Back to basic birthing
Dear Editors,
April is Cesarian section awareness month.
The U.S. c-section rate is 30 percent. That means one in four pregnant women giving birth will receive a c-section. According to the World Health Organization, the c-section rate should be no higher than 5-10 percent. If it’s higher than that, c-sections unnecessarily harm both the mother and baby. Most c-sections are done because of failure to progress, or the mothers inability to push the baby out, which can be caused by drugs such as epidurals and the supine position. Women were designed to birth in a squatting position.
Women require the same need for privacy that all mammals do. When a women enters an unfamiliar environment like a hospital with many people around, her labor slows down because her primitive brain is saying this is not a good place to give birth. She needs to get back to her cave to birth in her own territory and in privacy. Birth is a sexual event, and just like sex, birth requires the need for privacy.
Pitocin and other drugs are often used to speed up labor, but these drugs can cause contractions to become more painful, the cause baby’s blood pressure to drop, and uterine rupture. Lying down in a hospital bed can cause this, too. This creates the need for many other interventions. Epidurals increase the chances of vacuum, forceps and c-section delivery. Interventions are like falling dominos – once one falls, the rest will follow, and it begins the minute the woman leaves her home. Complications are caused by interventions. Most homebirths are safe for the majority of women.

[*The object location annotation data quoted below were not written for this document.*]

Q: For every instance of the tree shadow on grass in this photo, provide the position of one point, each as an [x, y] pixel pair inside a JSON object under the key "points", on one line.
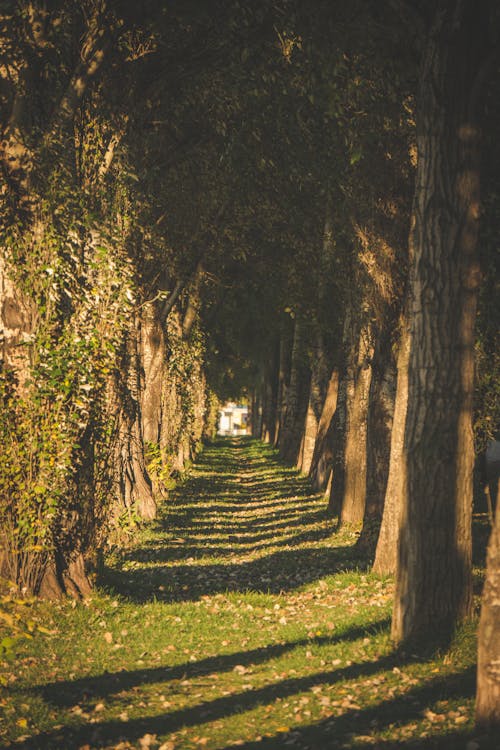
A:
{"points": [[330, 733], [276, 573], [287, 535], [94, 689]]}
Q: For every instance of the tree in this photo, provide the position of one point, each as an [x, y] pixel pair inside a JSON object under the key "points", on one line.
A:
{"points": [[433, 589]]}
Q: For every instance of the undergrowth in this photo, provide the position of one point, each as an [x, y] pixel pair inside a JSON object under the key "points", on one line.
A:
{"points": [[240, 618]]}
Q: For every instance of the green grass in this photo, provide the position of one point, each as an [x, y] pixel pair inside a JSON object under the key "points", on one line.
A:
{"points": [[238, 619]]}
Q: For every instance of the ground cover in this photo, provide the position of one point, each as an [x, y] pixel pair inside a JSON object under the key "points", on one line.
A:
{"points": [[240, 618]]}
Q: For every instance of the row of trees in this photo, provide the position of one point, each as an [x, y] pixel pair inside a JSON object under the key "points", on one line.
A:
{"points": [[202, 200]]}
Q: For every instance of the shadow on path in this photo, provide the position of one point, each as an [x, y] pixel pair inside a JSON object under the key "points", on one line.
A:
{"points": [[238, 523]]}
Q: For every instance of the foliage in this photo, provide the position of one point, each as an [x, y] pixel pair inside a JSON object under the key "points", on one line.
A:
{"points": [[214, 642]]}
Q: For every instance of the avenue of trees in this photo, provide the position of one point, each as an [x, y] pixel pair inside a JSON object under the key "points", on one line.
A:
{"points": [[297, 201]]}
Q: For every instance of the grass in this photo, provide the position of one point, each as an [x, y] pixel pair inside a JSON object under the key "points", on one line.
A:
{"points": [[239, 619]]}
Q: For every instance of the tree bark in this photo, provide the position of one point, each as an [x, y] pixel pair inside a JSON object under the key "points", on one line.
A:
{"points": [[321, 463], [488, 668], [317, 396], [296, 397], [358, 390], [284, 367], [433, 585], [134, 483], [387, 544], [379, 428]]}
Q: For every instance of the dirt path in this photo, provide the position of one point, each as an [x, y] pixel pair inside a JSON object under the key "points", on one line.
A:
{"points": [[241, 522]]}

The U.S. has the second-worst maternal and infant mortality rates, and only 1 percent of women give birth at home. The countries with the lowest mortality rates have midwives and the majority of births are done at home. C-sections are major surgeries that carry many more risks than a vaginal delivery. It has more risks for mothers and babies, mothers have a harder time bonding with their babies, and a harder time nursing their children, and have a higher risk of postpartum depression. This is also true if the baby is separated from her mother immediately following vaginal delivery, and if the mother has had drugs given to her. The absence of this bonding time between mother and baby has traumatic results mentally and physically, which can result in depression, anxiety, violent behavior and drug abuse later in life for the child.

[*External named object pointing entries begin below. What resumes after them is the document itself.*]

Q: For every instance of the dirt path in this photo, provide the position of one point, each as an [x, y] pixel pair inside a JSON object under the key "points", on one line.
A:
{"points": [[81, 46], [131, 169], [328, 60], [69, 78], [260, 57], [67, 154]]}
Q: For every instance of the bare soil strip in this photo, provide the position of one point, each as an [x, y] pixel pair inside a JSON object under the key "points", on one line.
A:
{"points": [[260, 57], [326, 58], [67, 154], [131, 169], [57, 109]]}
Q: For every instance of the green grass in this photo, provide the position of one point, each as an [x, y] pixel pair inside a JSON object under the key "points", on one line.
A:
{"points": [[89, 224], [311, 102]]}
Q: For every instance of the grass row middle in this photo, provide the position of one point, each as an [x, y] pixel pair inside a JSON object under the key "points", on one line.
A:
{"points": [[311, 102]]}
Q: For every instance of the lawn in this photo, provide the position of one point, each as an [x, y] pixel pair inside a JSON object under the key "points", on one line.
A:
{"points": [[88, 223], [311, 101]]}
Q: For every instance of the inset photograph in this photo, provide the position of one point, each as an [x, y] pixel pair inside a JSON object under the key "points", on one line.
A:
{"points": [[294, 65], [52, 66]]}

Babies need the stimulation of uncut vaginal walls to stimulate their breathing, their nervous system, and their digestive system. Without that, many diseases and poor
health often are the results. That’s just the tip of the iceberg. With drugs and interference both physically and mentally, the whole natural process of labor and birth is stopped. This stops the hormones that began the bonding process, and everything else that Mother Nature intended to happen for the survival and health of the species. Violent birth leads to violent lifestyles, so peace on earth begins with birth. C-sections should only be done for births with placenta previa, which is very rare.

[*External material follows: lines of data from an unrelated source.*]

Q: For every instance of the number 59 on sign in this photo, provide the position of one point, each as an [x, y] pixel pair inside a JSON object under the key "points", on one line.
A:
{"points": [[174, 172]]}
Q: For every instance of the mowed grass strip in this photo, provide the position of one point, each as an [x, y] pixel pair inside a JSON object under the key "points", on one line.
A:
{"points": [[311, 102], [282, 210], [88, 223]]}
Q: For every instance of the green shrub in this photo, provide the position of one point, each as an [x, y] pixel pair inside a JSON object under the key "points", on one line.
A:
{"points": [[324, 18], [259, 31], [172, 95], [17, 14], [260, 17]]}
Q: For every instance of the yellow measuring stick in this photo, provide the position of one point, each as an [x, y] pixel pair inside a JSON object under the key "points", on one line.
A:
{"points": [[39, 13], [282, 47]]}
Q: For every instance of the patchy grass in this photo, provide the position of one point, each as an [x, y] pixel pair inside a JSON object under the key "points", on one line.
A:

Homebirths are safe, perhaps safer than hospital births, so please, women, educate yourselves and choose to have a homebirth either unassisted or assisted with a midwife that will respect your privacy. If the midwife gives you the feelings of being watched, then the midwife is no benefit. Wouldn’t it be more joyful for couples to catch their own children, and birth their children the way there where created? Like Michael Odent said, “the best place to give birth is the best place to make love.” The only way to avoid an unnecessary c-section is to stay out of the hospital. Poverty, intervention and fear are the major killers in childbirth. It was never doctors and hospitals that made birth safe – only more dangerous. But before I go, let me leave you with these two quotes: “There is something wrong with a society that insists on making a complicated, expensive, medical emergency out of a normal physiological function primitive women have been doing by themselves for centuries.” – Cathi Cogle; “If we hope to create a non-violent world where respect and kindness replace fear and hatred, we must begin with how we treat each other at the beginning of life. For that is where our deepest patterns are set. From those roots grow fear and alienation, or love and trust.”
-Suzanne Arms, author of Immaculate Deception II, and Cassandra Fisher, Durango

1 comment:

Colorado Springs Doula said...

What a fantastic letter! Did they respond to you at all? Are you a member of ICAN?

You should really consider getting into the birth field. It doesn't matter that you don't have any children yet. In fact, it might help you focus, not having children to care for at this point in your life.